Para aliados de Israel, a declaração pode soar como reafirmação do apoio americano. Para críticos, pode ser interpretada como uma tentativa de Trump de subordinar a estratégia israelense aos seus próprios objetivos diplomáticos.
Pressão sobre o front libanês
O ponto mais sensível da divergência é o Líbano. Trump criticou ataques israelenses recentes e afirmou que Netanyahu precisa ser mais responsável em relação às operações contra o Hezbollah.
Segundo a imprensa americana, Trump classificou ofensivas israelenses no Líbano como excessivas e disse que não gostou do momento em que ocorreram, pouco antes da formalização do acordo com o Irã.
Para Washington, uma nova rodada de ataques em Beirute ou no sul do Líbano poderia dar a Teerã argumento para endurecer sua posição e colocar a trégua em risco.

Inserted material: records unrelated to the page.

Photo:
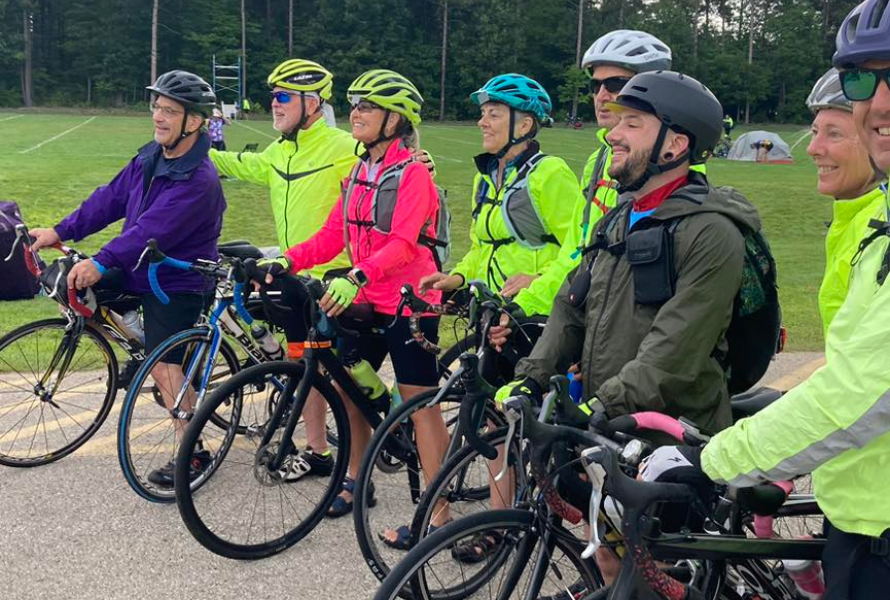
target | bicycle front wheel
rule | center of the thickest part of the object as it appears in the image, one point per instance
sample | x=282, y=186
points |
x=161, y=399
x=533, y=558
x=248, y=509
x=56, y=389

Para Israel, reduzir operações contra o Hezbollah pode permitir que o grupo se reorganize perto da fronteira.
Esse é o dilema central: os Estados Unidos querem estabilidade para sustentar o acordo com o Irã; Israel quer liberdade militar para impedir que o Hezbollah recupere força no Líbano.
A sugestão envolvendo a Síria
Trump também sugeriu que a Síria poderia assumir um papel maior no enfrentamento ao Hezbollah. A fala chamou atenção porque desloca parte do problema para Damasco, em um momento em que a Síria tenta reconstruir sua posição regional após anos de guerra civil e instabilidade.
“Se Israel não consegue fazer o trabalho sem matar todo mundo, a Síria deveria fazê-lo”, afirmou Trump.
A frase foi recebida como um sinal de que Washington busca alternativas para reduzir a pressão direta de Israel sobre o Líbano. No entanto, a proposta levanta dúvidas práticas: a Síria teria capacidade, estabilidade e interesse político para confrontar uma organização como o Hezbollah?
Aliança continua, mas com limites
Apesar do atrito, a aliança entre Estados Unidos e Israel continua firme. Washington segue sendo o principal parceiro militar, diplomático e estratégico de Israel. A diferença é que Trump tenta impor limites ao momento e à intensidade das ações israelenses.
Esse tipo de pressão não significa abandono de Israel. Significa que, para a Casa Branca, a prioridade imediata é impedir que o acordo com o Irã seja destruído por uma nova escalada no Líbano.
A tensão também mostra que a relação pessoal entre líderes não elimina divergências estratégicas. Trump e Netanyahu podem manter proximidade política, mas seus objetivos imediatos não são idênticos.
Irã observa a divisão
Teerã acompanha o atrito com atenção. Para o Irã, qualquer sinal de divisão entre Estados Unidos e Israel pode ser explorado nas próximas fases de negociação.
O Hezbollah já indicou que a presença israelense no Líbano e a continuidade dos ataques podem afetar o ambiente do acordo. Autoridades iranianas também têm reforçado que uma paz duradoura depende do fim da ocupação e da redução das operações israelenses em território libanês.
Isso coloca Washington em uma posição delicada. Se pressionar pouco Israel, pode perder espaço com o Irã. Se pressionar demais, pode gerar reação política em Israel e entre setores pró-Israel nos Estados Unidos.
A nova tensão entre Trump e Netanyahu mostra que o acordo entre Estados Unidos e Irã não encerrou as disputas no Oriente Médio. Ele apenas mudou o foco da crise. Agora, Washington tenta proteger a trégua regional enquanto Israel insiste que precisa manter liberdade de ação contra o Hezbollah e outras ameaças.
A frase de Trump sobre Israel expõe o grau de cobrança do presidente americano sobre Netanyahu. Ele quer reafirmar apoio, mas também quer influência sobre os próximos passos de Tel Aviv.
No fim, a aliança segue de pé, mas o acordo com Teerã abriu uma pergunta sensível: até onde Netanyahu poderá avançar no Líbano sem bater de frente com a nova estratégia diplomática de Trump?
Fonte: Reuters, CBS News, The Guardian, Al Jazeera, Hindustan Times e Moneycontrol.